В 1993 году в клинику Тиллера привезли 15-летнюю девушку, беременную на позднем сроке. Привезли родители, за полторы тысячи километров – клиник, где делают поздние аборты, по стране мало. Пока они в пути, небольшое отступление.

В Америке вот какая законодательная механика в случае поздних абортов. В 1973 году Верховный суд вынес прецедентный вердикт в деле «Доу против Болтона», по которому аборты в случае жизнеспособности плода разрешались при угрозе здоровью матери. Казалось бы, выражение «угроза здоровью» имеет определенный смысл. По крайней мере – есть такие смыслы, которых оно не имеет. Если грозит смерть, инвалидность, если есть тяжелая хроническая болезнь – это вроде как угроза. Если грозит душевная болезнь – зависит от интерпретации, кто-то возьмет пошире, кто-то поуже. Если женщина боится после родов растолстеть, это вроде как уже не особо угроза здоровью. Если ей кажется, что муж начнет ходить налево, или что свекровь ее будет доставать советами и придирками, это вроде как угрозы, но уже совсем не здоровью. Правильно?

Неправильно. Если когда-нибудь был в хваленом американском правосудии эпизод чистой, незамутненной антиутопичности, то вот, пожалуйста: как они определили «угрозу здоровью».

...the medical judgment may be exercised in the light of all factors - physical, emotional, psychological, familial, and the woman's age - relevant to the well-being of the patient. All these factors may relate to health.


Можно долго хлопать одной рукой, не думая о белой обезьяне, но в голову так и не придет ни одного жизненного обстоятельства, которое не было бы ни физическим, ни эмоциональным, ни психологическим, ни семейным, ни возрастным фактором благосостояния женщины. Слово «здоровье» в вердикте Верховного суда США можно везде заменить на слово «ухряб», и практического смысла он не потеряет. Все перечисленные факторы могут иметь отношение к ухрябу пациента. Ведь всё на свете, как открылось пелевинскому герою, является ухрябом.

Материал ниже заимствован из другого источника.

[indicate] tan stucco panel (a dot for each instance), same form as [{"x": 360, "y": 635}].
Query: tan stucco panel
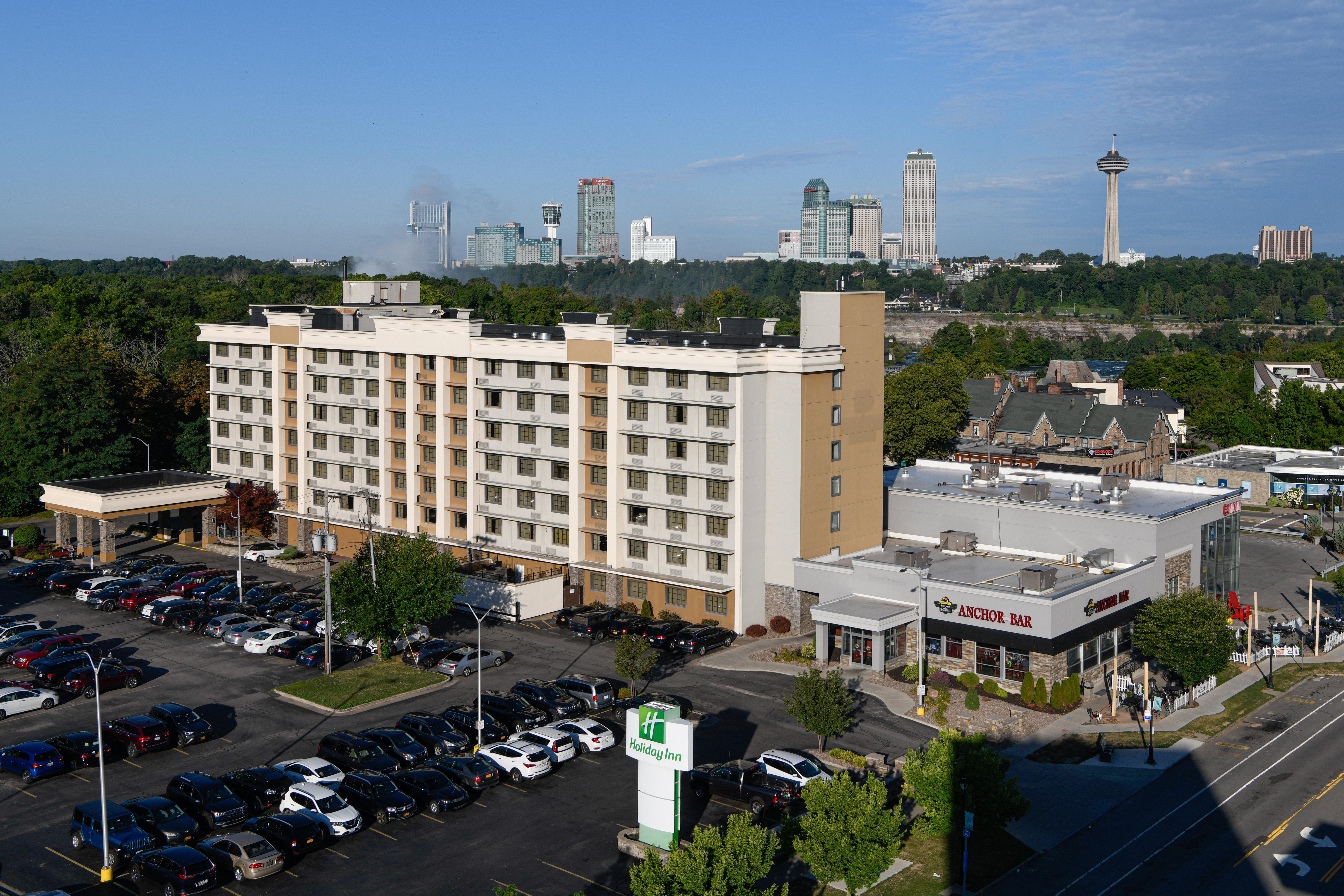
[{"x": 589, "y": 351}]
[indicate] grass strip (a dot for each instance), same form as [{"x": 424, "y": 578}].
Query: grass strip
[{"x": 357, "y": 687}]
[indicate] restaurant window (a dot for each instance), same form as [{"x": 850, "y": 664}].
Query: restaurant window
[{"x": 988, "y": 659}]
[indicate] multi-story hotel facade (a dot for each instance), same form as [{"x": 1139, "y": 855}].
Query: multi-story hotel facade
[{"x": 683, "y": 468}]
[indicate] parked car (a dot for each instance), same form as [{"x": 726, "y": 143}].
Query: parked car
[
  {"x": 109, "y": 676},
  {"x": 432, "y": 791},
  {"x": 589, "y": 735},
  {"x": 138, "y": 734},
  {"x": 15, "y": 700},
  {"x": 80, "y": 750},
  {"x": 208, "y": 800},
  {"x": 263, "y": 551},
  {"x": 791, "y": 766},
  {"x": 126, "y": 840},
  {"x": 435, "y": 733},
  {"x": 518, "y": 760},
  {"x": 375, "y": 797},
  {"x": 549, "y": 699},
  {"x": 32, "y": 761},
  {"x": 354, "y": 753},
  {"x": 44, "y": 648},
  {"x": 292, "y": 834},
  {"x": 470, "y": 772},
  {"x": 323, "y": 805},
  {"x": 593, "y": 692},
  {"x": 261, "y": 786},
  {"x": 173, "y": 871},
  {"x": 183, "y": 723},
  {"x": 398, "y": 745},
  {"x": 468, "y": 660},
  {"x": 743, "y": 781},
  {"x": 163, "y": 820},
  {"x": 242, "y": 856},
  {"x": 704, "y": 639}
]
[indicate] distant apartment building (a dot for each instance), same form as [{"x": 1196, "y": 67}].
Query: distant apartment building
[
  {"x": 596, "y": 234},
  {"x": 687, "y": 469},
  {"x": 1285, "y": 245}
]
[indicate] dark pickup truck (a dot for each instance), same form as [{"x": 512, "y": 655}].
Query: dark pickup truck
[{"x": 744, "y": 781}]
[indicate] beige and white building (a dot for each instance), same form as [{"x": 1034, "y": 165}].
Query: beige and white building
[{"x": 683, "y": 468}]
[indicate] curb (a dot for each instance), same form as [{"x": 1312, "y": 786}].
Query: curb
[{"x": 374, "y": 704}]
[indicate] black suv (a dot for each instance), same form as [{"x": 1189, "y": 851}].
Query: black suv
[
  {"x": 209, "y": 800},
  {"x": 518, "y": 714},
  {"x": 354, "y": 753},
  {"x": 464, "y": 719},
  {"x": 183, "y": 723},
  {"x": 375, "y": 797},
  {"x": 549, "y": 699},
  {"x": 260, "y": 788},
  {"x": 398, "y": 745},
  {"x": 163, "y": 820},
  {"x": 435, "y": 733}
]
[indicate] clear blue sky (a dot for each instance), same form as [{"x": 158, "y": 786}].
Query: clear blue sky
[{"x": 303, "y": 129}]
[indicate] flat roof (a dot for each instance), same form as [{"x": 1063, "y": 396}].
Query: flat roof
[{"x": 1144, "y": 498}]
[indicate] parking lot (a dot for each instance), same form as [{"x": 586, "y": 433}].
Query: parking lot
[{"x": 552, "y": 836}]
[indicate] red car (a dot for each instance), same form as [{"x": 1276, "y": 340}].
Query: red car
[
  {"x": 138, "y": 734},
  {"x": 189, "y": 582},
  {"x": 109, "y": 676},
  {"x": 136, "y": 598},
  {"x": 42, "y": 648}
]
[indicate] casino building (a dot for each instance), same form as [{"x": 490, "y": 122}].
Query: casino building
[{"x": 1003, "y": 572}]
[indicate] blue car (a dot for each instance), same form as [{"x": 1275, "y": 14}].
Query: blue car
[{"x": 32, "y": 761}]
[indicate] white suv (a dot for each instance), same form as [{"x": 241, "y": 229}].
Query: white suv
[{"x": 324, "y": 807}]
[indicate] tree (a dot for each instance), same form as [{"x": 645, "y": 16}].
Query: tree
[
  {"x": 822, "y": 704},
  {"x": 1189, "y": 633},
  {"x": 416, "y": 585},
  {"x": 849, "y": 832},
  {"x": 634, "y": 659},
  {"x": 713, "y": 864},
  {"x": 925, "y": 406},
  {"x": 933, "y": 777}
]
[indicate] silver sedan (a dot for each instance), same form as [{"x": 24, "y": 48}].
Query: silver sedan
[{"x": 468, "y": 660}]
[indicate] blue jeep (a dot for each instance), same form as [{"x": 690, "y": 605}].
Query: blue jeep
[{"x": 124, "y": 839}]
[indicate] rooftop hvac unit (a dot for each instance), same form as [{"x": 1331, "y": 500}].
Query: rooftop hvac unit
[
  {"x": 911, "y": 558},
  {"x": 962, "y": 542},
  {"x": 1035, "y": 492},
  {"x": 1100, "y": 559},
  {"x": 1037, "y": 578}
]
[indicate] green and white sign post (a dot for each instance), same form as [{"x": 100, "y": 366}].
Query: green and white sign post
[{"x": 664, "y": 745}]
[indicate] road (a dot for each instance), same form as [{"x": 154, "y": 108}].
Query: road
[
  {"x": 554, "y": 836},
  {"x": 1257, "y": 811}
]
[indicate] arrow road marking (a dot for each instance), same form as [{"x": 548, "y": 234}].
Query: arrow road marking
[
  {"x": 1320, "y": 842},
  {"x": 1294, "y": 860}
]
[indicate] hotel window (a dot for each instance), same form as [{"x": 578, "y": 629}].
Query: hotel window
[{"x": 988, "y": 657}]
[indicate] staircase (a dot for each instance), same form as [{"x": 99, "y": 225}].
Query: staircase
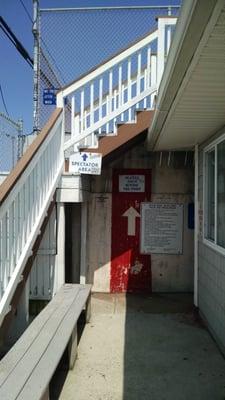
[{"x": 110, "y": 99}]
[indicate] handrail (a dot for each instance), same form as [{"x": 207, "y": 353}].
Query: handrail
[
  {"x": 25, "y": 198},
  {"x": 106, "y": 64},
  {"x": 12, "y": 178}
]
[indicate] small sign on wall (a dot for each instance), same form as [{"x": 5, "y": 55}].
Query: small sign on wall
[
  {"x": 132, "y": 183},
  {"x": 161, "y": 228},
  {"x": 85, "y": 163}
]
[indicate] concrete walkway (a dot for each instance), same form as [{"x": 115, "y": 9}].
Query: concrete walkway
[{"x": 145, "y": 348}]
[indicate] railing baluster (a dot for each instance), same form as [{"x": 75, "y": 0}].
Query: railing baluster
[
  {"x": 100, "y": 101},
  {"x": 110, "y": 90},
  {"x": 120, "y": 100},
  {"x": 129, "y": 86},
  {"x": 82, "y": 111},
  {"x": 139, "y": 74},
  {"x": 10, "y": 239},
  {"x": 107, "y": 112},
  {"x": 73, "y": 116},
  {"x": 16, "y": 251}
]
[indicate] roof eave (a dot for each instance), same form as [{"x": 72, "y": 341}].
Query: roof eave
[{"x": 191, "y": 25}]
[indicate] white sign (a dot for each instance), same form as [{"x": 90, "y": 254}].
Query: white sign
[
  {"x": 132, "y": 183},
  {"x": 85, "y": 163},
  {"x": 161, "y": 228},
  {"x": 131, "y": 215}
]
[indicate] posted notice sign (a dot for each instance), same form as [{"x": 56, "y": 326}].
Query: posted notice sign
[
  {"x": 85, "y": 163},
  {"x": 161, "y": 228}
]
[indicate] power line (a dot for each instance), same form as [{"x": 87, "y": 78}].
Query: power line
[
  {"x": 3, "y": 100},
  {"x": 42, "y": 40},
  {"x": 26, "y": 10},
  {"x": 12, "y": 37}
]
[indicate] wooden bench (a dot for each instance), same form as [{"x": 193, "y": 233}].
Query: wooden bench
[{"x": 26, "y": 370}]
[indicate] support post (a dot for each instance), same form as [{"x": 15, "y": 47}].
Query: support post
[
  {"x": 88, "y": 309},
  {"x": 83, "y": 256},
  {"x": 59, "y": 278},
  {"x": 72, "y": 348},
  {"x": 35, "y": 31}
]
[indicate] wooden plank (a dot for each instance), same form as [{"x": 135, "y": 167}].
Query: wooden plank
[
  {"x": 12, "y": 358},
  {"x": 63, "y": 310},
  {"x": 48, "y": 362},
  {"x": 72, "y": 348},
  {"x": 8, "y": 363}
]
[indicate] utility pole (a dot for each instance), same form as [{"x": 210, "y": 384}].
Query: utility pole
[{"x": 35, "y": 31}]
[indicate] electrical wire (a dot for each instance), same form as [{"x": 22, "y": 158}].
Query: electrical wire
[
  {"x": 3, "y": 100},
  {"x": 26, "y": 10},
  {"x": 42, "y": 40}
]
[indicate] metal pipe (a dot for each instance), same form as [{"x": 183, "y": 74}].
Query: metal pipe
[
  {"x": 109, "y": 8},
  {"x": 196, "y": 230}
]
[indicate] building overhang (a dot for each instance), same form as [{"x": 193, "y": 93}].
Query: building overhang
[{"x": 191, "y": 99}]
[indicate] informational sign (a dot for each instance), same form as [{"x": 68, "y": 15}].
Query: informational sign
[
  {"x": 85, "y": 163},
  {"x": 130, "y": 270},
  {"x": 161, "y": 228},
  {"x": 49, "y": 97},
  {"x": 132, "y": 183}
]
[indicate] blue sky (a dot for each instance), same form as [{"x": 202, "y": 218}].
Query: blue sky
[{"x": 16, "y": 76}]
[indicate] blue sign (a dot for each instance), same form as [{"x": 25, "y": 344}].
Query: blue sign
[{"x": 49, "y": 97}]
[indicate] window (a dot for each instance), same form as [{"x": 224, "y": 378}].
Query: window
[{"x": 214, "y": 210}]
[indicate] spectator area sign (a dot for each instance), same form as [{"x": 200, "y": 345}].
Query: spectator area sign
[{"x": 85, "y": 163}]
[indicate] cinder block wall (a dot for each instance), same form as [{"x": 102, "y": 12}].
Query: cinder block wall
[{"x": 172, "y": 182}]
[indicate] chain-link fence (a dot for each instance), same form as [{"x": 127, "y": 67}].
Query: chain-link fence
[
  {"x": 11, "y": 142},
  {"x": 74, "y": 41}
]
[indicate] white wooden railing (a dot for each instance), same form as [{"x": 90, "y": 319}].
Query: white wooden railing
[
  {"x": 99, "y": 100},
  {"x": 25, "y": 197},
  {"x": 111, "y": 93}
]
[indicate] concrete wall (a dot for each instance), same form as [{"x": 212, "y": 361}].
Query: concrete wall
[
  {"x": 211, "y": 283},
  {"x": 172, "y": 182}
]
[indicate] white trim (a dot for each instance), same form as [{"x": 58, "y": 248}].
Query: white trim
[
  {"x": 102, "y": 68},
  {"x": 221, "y": 138},
  {"x": 211, "y": 147}
]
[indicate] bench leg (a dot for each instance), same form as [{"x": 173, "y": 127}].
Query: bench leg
[
  {"x": 88, "y": 309},
  {"x": 46, "y": 395},
  {"x": 72, "y": 348}
]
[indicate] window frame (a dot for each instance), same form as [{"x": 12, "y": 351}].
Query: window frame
[{"x": 211, "y": 243}]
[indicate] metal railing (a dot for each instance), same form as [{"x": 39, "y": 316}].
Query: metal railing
[{"x": 24, "y": 200}]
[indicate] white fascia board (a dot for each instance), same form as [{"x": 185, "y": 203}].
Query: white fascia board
[
  {"x": 105, "y": 66},
  {"x": 192, "y": 22}
]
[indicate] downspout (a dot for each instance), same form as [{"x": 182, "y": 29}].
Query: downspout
[{"x": 196, "y": 230}]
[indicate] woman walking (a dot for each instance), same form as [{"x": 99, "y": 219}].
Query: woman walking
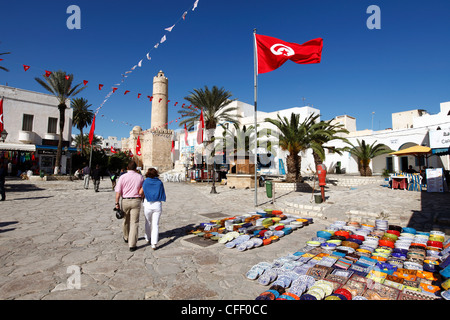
[{"x": 153, "y": 191}]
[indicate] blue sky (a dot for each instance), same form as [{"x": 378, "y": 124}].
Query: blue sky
[{"x": 404, "y": 65}]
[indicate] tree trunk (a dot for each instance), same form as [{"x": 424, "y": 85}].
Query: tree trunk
[
  {"x": 293, "y": 163},
  {"x": 82, "y": 142},
  {"x": 62, "y": 120}
]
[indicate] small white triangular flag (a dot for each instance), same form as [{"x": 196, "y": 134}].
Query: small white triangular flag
[{"x": 170, "y": 28}]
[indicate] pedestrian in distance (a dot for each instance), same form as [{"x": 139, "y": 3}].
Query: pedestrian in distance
[
  {"x": 96, "y": 177},
  {"x": 127, "y": 188},
  {"x": 86, "y": 176},
  {"x": 153, "y": 192},
  {"x": 3, "y": 172}
]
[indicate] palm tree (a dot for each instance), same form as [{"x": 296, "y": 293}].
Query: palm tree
[
  {"x": 84, "y": 142},
  {"x": 60, "y": 85},
  {"x": 321, "y": 133},
  {"x": 82, "y": 116},
  {"x": 365, "y": 153},
  {"x": 299, "y": 136},
  {"x": 216, "y": 108},
  {"x": 291, "y": 140}
]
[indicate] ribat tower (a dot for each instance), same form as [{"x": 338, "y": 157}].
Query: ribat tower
[{"x": 159, "y": 103}]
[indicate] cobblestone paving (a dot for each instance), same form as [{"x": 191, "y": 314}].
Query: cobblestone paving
[{"x": 48, "y": 229}]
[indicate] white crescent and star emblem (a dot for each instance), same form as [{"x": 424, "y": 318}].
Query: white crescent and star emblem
[{"x": 281, "y": 49}]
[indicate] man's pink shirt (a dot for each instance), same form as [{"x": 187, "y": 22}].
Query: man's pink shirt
[{"x": 129, "y": 184}]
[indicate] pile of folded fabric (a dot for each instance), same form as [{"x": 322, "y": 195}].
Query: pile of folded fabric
[
  {"x": 353, "y": 261},
  {"x": 251, "y": 230}
]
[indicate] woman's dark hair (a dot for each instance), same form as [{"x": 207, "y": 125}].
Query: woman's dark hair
[
  {"x": 152, "y": 173},
  {"x": 132, "y": 165}
]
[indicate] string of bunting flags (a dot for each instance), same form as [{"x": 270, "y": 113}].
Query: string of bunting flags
[
  {"x": 126, "y": 74},
  {"x": 147, "y": 57}
]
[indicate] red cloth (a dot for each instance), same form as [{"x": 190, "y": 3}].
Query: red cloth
[
  {"x": 201, "y": 126},
  {"x": 185, "y": 135},
  {"x": 1, "y": 116},
  {"x": 91, "y": 133},
  {"x": 138, "y": 147},
  {"x": 273, "y": 52}
]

С 1973 года не известно ни одного случая, чтобы в аборте на позднем сроке было отказано за недостаточностью оснований. А для оценки этих оснований в штате Канзас нужно мнение одного независимого врача, помимо абортмахера. Тиллера, кстати, судили в марте, обвиняя в том, что «независимый» врач, к которому он много раз обращался – д-р Энн Кристин Ньюхаус – была, в сущности, его подчиненной. Ему грозил год в тюрьме. Присяжные оправдали.

Поэтому неудивительно, что мы ничего не знаем о том, какие проблемы со здоровьем были у той девушки. Возможно, она страдала хроническим 15-летием. Возможно, ее диагнозом были ее родители. Как бы то ни было, известно, что ребенок, от которого ее собирались избавить – девочка – была совершенно здоровой.

Д-р Тиллер сквозь матку сделал нерожденному ребенку два укола хлористого калия. Один пришелся над левой бровью, другой – у основания черепа. Хлористый калий в некоторых штатах США используется для казни смертельной инъекцией.

Затем он отпустил пациентку домой, сказав приходить на следующий день.

На следующий день у нее начались боли в животе, и ее отвезли в больницу, где она должна была родить мертвую девочку.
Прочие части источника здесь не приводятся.